Armeria maritima, also known as sea thrift, is an herbaceous perennial in the sealavender family (Plumbaginaceae) that grows in mountains and temperate coastal regions of the northern hemisphere, specifically northern Europe from northern California to Iceland to Siberia. The species is divided into several geographic subspecies based on flower morphology and pollen structure. Many plants cannot survive in salty coastal environments where it grows. It is also called common thrift and sea pink.
Evergreen plants grow only 6 to 12 inches tall, and their tap roots are woody. Usually hairs are present along the margins of the stiff, linear, dark-green leaves forming the slowly expanding mounded tuft. The dense rosette looks like a low-growing ornamental grass. The leaves of plants growing on richer soil tend to fall outward, leaving an open center. Due to its evergreen nature, it shouldn’t be cut back to the ground in the fall, which will affect spring blooming.
A small cluster of pink-to-lavender (or sometimes white) flowers appears in mid-spring, surrounded by purplish, papery bracts at the tips of unbranched, leafless stalks that tower above the foliage.
The five petals of each flower are joined at the base by five stamens and five styles. Deadhead entire flower stems throughout the summer to encourage sporadic flowering. Cut flowers can be used. A papery seed head follows the flowers, which contains one seed in each capsule. In full sun, sea thrift grows best in soil that is lean and very well drained. Drought-tolerant plants dislike moist soils. In heavy clay, too fertile soils, or after a prolonged period of wet and cool weather, they often rot in the center, killing the whole plant. Hence, they are known for their short lifespan. Plants that are given the right conditions, however, can be long-lived and require little maintenance.

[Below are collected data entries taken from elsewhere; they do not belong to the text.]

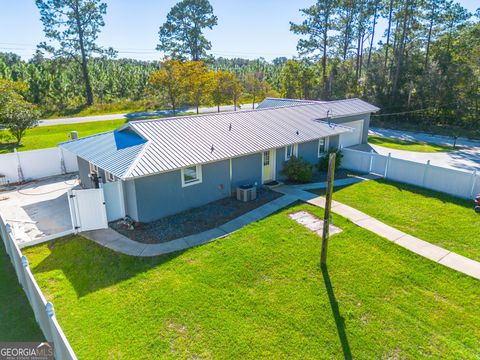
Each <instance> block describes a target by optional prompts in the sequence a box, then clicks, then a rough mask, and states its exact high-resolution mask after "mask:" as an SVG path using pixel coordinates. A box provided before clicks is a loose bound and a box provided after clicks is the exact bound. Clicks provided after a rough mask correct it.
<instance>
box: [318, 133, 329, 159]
mask: <svg viewBox="0 0 480 360" xmlns="http://www.w3.org/2000/svg"><path fill="white" fill-rule="evenodd" d="M322 139H323V140H324V141H325V151H324V152H320V140H322ZM329 140H330V138H328V137H324V138H320V139H318V147H317V156H318V157H319V158H321V157H323V156H325V154H326V153H328V149H329V148H330V141H329Z"/></svg>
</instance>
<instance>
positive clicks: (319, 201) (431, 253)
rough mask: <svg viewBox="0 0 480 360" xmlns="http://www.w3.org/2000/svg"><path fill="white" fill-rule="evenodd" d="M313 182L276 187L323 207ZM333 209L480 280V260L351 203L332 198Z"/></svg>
mask: <svg viewBox="0 0 480 360" xmlns="http://www.w3.org/2000/svg"><path fill="white" fill-rule="evenodd" d="M372 178H373V177H372V176H366V177H365V178H364V179H365V180H368V179H372ZM358 181H361V179H355V178H350V179H342V180H338V181H335V185H336V186H342V185H348V184H353V183H355V182H358ZM312 185H313V184H307V185H297V186H294V187H292V186H281V187H279V188H276V189H275V190H276V191H278V192H281V193H283V194H285V195H289V196H291V197H296V198H297V199H299V200H302V201H304V202H307V203H309V204H311V205H315V206H318V207H321V208H325V198H324V197H321V196H318V195H316V194H313V193H310V192H308V191H306V190H309V189H312V188H313V187H312ZM322 185H323V186H319V187H317V188H325V187H326V186H325V185H326V184H322ZM332 211H333V212H335V213H337V214H339V215H341V216H343V217H344V218H347V219H349V220H350V221H352V222H353V223H354V224H356V225H358V226H360V227H362V228H364V229H367V230H369V231H371V232H373V233H375V234H377V235H380V236H381V237H384V238H386V239H387V240H390V241H392V242H394V243H395V244H397V245H400V246H402V247H404V248H405V249H408V250H410V251H412V252H414V253H416V254H418V255H420V256H423V257H425V258H427V259H430V260H432V261H435V262H437V263H439V264H442V265H444V266H447V267H449V268H451V269H454V270H457V271H459V272H461V273H464V274H467V275H469V276H472V277H474V278H476V279H479V280H480V262H478V261H475V260H472V259H469V258H467V257H465V256H462V255H458V254H456V253H454V252H451V251H448V250H446V249H444V248H442V247H440V246H436V245H433V244H431V243H429V242H426V241H423V240H421V239H419V238H416V237H414V236H411V235H408V234H406V233H404V232H403V231H400V230H397V229H395V228H394V227H391V226H389V225H387V224H385V223H383V222H381V221H379V220H377V219H375V218H372V217H371V216H369V215H367V214H365V213H363V212H361V211H358V210H357V209H354V208H352V207H350V206H347V205H345V204H342V203H339V202H338V201H335V200H333V201H332Z"/></svg>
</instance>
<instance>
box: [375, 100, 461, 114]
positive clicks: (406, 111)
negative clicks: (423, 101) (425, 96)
mask: <svg viewBox="0 0 480 360" xmlns="http://www.w3.org/2000/svg"><path fill="white" fill-rule="evenodd" d="M457 103H458V102H457V101H452V102H451V103H447V104H443V105H439V106H435V107H433V106H430V107H428V108H424V109H417V110H409V111H401V112H396V113H389V114H374V115H372V116H393V115H404V114H410V113H415V112H421V111H426V110H432V109H436V108H439V107H445V106H448V105H452V104H457Z"/></svg>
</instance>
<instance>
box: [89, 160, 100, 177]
mask: <svg viewBox="0 0 480 360" xmlns="http://www.w3.org/2000/svg"><path fill="white" fill-rule="evenodd" d="M88 167H89V170H90V174H91V173H95V174H97V176H98V174H99V171H98V166H97V165H94V164H92V163H88Z"/></svg>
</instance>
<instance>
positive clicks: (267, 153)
mask: <svg viewBox="0 0 480 360" xmlns="http://www.w3.org/2000/svg"><path fill="white" fill-rule="evenodd" d="M262 158H263V167H262V169H263V170H262V176H263V183H267V182H269V181H272V180H274V171H273V164H274V161H275V159H274V151H273V150H267V151H264V152H263V156H262Z"/></svg>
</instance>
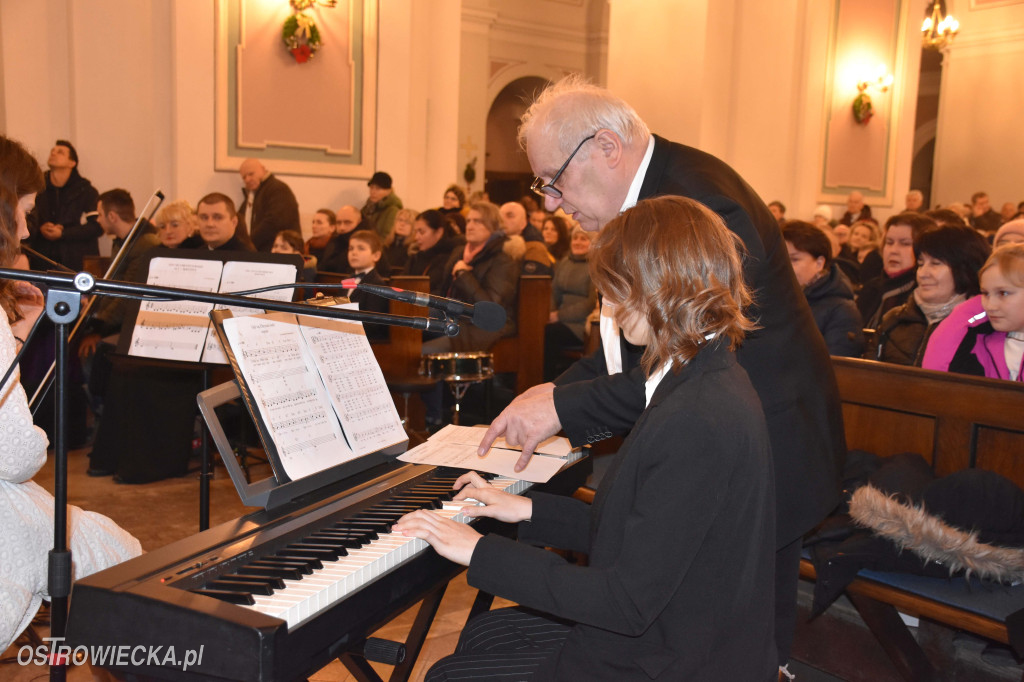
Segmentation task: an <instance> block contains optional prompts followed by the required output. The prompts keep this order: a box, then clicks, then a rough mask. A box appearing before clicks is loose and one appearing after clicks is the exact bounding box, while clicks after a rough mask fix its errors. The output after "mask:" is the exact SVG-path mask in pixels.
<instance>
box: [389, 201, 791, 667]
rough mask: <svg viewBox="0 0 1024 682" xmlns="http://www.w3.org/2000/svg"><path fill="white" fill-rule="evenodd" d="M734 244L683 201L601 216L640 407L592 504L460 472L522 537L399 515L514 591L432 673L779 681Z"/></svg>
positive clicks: (490, 581) (707, 211)
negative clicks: (739, 357) (630, 353)
mask: <svg viewBox="0 0 1024 682" xmlns="http://www.w3.org/2000/svg"><path fill="white" fill-rule="evenodd" d="M736 243H737V240H736V238H735V237H734V236H733V235H732V233H731V232H729V231H728V230H727V229H726V227H725V225H724V223H723V222H722V220H721V219H720V218H719V217H718V216H717V215H715V214H714V213H712V212H711V211H710V210H708V209H707V208H705V207H702V206H701V205H699V204H697V203H696V202H694V201H691V200H688V199H683V198H680V197H662V198H658V199H651V200H645V201H641V202H640V203H638V204H637V205H636V207H634V208H632V209H630V210H628V211H626V213H624V214H623V215H621V216H618V217H616V218H614V219H612V220H611V221H610V222H609V223H607V225H605V226H604V227H603V228H602V230H601V232H600V235H599V236H598V237H597V240H596V242H595V244H594V246H593V248H592V252H591V260H590V270H591V275H592V276H593V280H594V282H595V284H596V285H597V288H598V290H599V291H600V292H601V294H602V295H603V296H604V298H605V301H607V302H608V303H610V304H611V305H612V306H613V309H614V312H613V316H614V318H615V321H616V323H617V324H618V325H620V328H621V329H622V331H623V333H624V335H625V337H626V340H627V341H629V342H630V343H633V344H637V345H644V346H646V348H645V350H644V354H643V360H642V366H643V376H644V377H645V379H646V382H645V385H644V389H645V394H646V408H645V410H644V412H643V413H642V414H641V416H640V418H639V419H638V421H637V422H636V426H635V428H634V429H633V430H632V431H631V433H630V434H629V436H627V438H626V440H625V442H624V443H623V445H622V447H621V449H620V451H618V452H617V453H616V454H615V455H614V458H615V459H614V461H613V462H612V464H611V466H610V468H609V471H608V473H607V474H605V476H604V477H603V478H602V480H601V484H600V487H599V488H598V491H597V494H596V496H595V499H594V504H593V505H588V504H585V503H583V502H580V501H579V500H573V499H572V498H569V497H565V496H555V495H545V494H541V493H538V494H534V495H531V496H530V497H529V498H524V497H520V496H514V495H509V494H506V493H504V492H502V491H498V489H496V488H494V487H492V486H490V485H489V483H488V482H487V481H485V480H483V479H482V478H481V477H480V476H479V475H478V474H476V473H473V472H470V473H467V474H464V475H463V476H462V477H460V478H459V480H457V481H456V483H455V487H456V488H461V489H460V492H459V493H458V494H457V495H456V496H455V499H456V500H466V499H467V498H472V499H473V500H475V501H479V503H481V504H480V505H477V504H476V503H472V506H468V507H465V508H463V510H462V511H463V513H464V514H466V515H467V516H471V517H476V516H485V517H492V518H497V519H500V520H502V521H506V522H518V542H517V541H513V540H510V539H508V538H504V537H500V536H496V535H487V536H480V535H479V532H477V531H476V530H475V529H474V528H473V527H471V526H468V525H464V524H460V523H457V522H455V521H452V520H449V519H446V518H443V517H441V516H439V515H437V514H435V513H433V512H429V511H426V510H421V511H416V512H413V513H412V514H408V515H407V516H404V517H402V518H401V519H400V520H399V521H398V523H397V524H396V525H395V526H394V527H393V530H394V531H395V532H400V534H403V535H407V536H415V537H417V538H421V539H424V540H426V541H427V542H429V543H430V544H431V545H432V546H433V547H434V549H435V550H437V552H438V553H439V554H441V555H442V556H444V557H446V558H447V559H450V560H452V561H455V562H457V563H461V564H464V565H468V566H469V571H468V572H467V580H468V581H469V584H470V585H471V586H473V587H475V588H478V589H480V590H483V591H485V592H487V593H490V594H494V595H497V596H501V597H504V598H507V599H511V600H513V601H515V602H516V603H517V604H519V606H517V607H514V608H503V609H497V610H493V611H488V612H486V613H483V614H481V615H479V616H478V617H476V619H474V620H473V621H471V622H470V623H469V624H467V626H466V629H465V630H464V631H463V633H462V636H461V637H460V639H459V644H458V646H457V648H456V652H455V653H454V654H453V655H451V656H446V657H445V658H442V659H441V660H439V662H438V663H437V664H435V665H434V667H433V668H431V670H430V671H428V673H427V675H426V679H427V680H428V681H429V682H441V681H442V680H456V679H458V680H472V679H480V680H483V679H498V678H499V677H502V676H507V677H508V678H509V679H511V678H513V677H514V678H515V679H516V680H541V679H544V680H548V679H560V680H568V679H577V680H609V681H611V680H615V681H617V680H641V679H643V680H760V681H761V682H768V681H769V680H775V679H776V677H777V675H778V660H777V652H776V648H775V641H774V636H773V621H774V588H773V585H774V563H775V561H774V556H775V520H774V519H775V513H774V484H773V481H772V464H771V459H770V453H769V441H768V431H767V427H766V425H765V419H764V413H763V411H762V409H761V402H760V400H759V399H758V396H757V393H755V391H754V387H753V386H752V384H751V381H750V379H749V377H748V376H746V373H745V372H744V371H743V370H742V369H741V368H740V367H739V365H738V364H737V363H736V358H735V349H736V348H737V347H738V346H739V344H740V343H742V341H743V338H744V335H745V334H746V332H749V331H751V330H752V329H754V327H755V326H754V323H753V322H752V321H751V319H750V318H748V317H746V316H745V314H744V312H743V309H744V307H745V306H746V305H748V304H749V303H750V301H751V297H750V293H749V291H748V289H746V286H745V285H744V284H743V275H742V264H741V259H740V256H739V253H738V250H737V248H736ZM529 466H530V465H527V469H528V467H529ZM467 504H470V503H467ZM549 546H550V547H558V548H562V549H571V550H574V551H581V552H585V553H587V554H588V557H589V562H588V564H587V565H579V564H572V563H569V562H567V561H566V560H565V559H564V558H563V557H562V556H560V555H558V554H555V553H552V552H548V551H546V550H544V549H542V548H543V547H549ZM535 609H536V610H535ZM503 679H504V677H503Z"/></svg>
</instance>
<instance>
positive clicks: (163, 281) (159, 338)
mask: <svg viewBox="0 0 1024 682" xmlns="http://www.w3.org/2000/svg"><path fill="white" fill-rule="evenodd" d="M222 269H223V263H221V262H220V261H217V260H195V259H189V258H154V259H152V260H151V261H150V273H148V276H146V280H145V283H146V284H150V285H154V286H158V287H172V288H174V289H194V290H197V291H205V292H215V291H217V287H218V286H219V284H220V273H221V270H222ZM212 309H213V304H212V303H199V302H196V301H166V302H159V301H142V302H141V303H140V304H139V307H138V316H137V317H136V319H135V329H134V330H133V331H132V336H131V345H130V346H129V349H128V354H129V355H138V356H141V357H156V358H160V359H175V360H187V361H193V363H198V361H199V359H200V357H202V355H203V347H204V345H205V344H206V339H207V336H208V335H209V336H211V337H213V336H215V335H213V334H209V331H210V310H212Z"/></svg>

Use sea thrift in rock gardens, as an edging at the front of perennial borders, or in dry, gravelly to sandy areas. Even when not in bloom, its dense, mound-shaped form makes it a good textural contrast with other low-growing plants (but make sure to plant it somewhere that won’t be overrun by taller, spreading perennials). Mix it with other small plants in a container. This plant does well in trough gardens, which provide the perfect drainage it needs to thrive. It is also unlikely to be overrun by other larger plants.
Sea thrift usually blooms in the second year after being propagated from seed. It can be sown in spring or fall. By spring divisions or basal cuttings in summer, it can also be propagated vegetatively.
A variety of cultivars are often available, not just the species:
- ‘Alba’ – is smaller than the species (about 5 inches wide and high) with white flowers.
- Rose ArmadaTM – has bright rose pink flowers on plants up to 8 inches. This series also includes a white variety.
- ‘Bloodstone’ – produces deep pink flowers, almost red in color.
- ‘Cotton Tail’ – is a short cultivar (6 inches high) with white blooms.
- Plants 4-5 inches tall, with deep pink to wine red flowers, usually repeat blooming in the fall.
- ‘Laucheana’ – has darker green leaves and bright pink flowers that rebloom intermittently.
There is a white stripe on each leaf edge of ‘Nifty Thrifty,’ a British selection.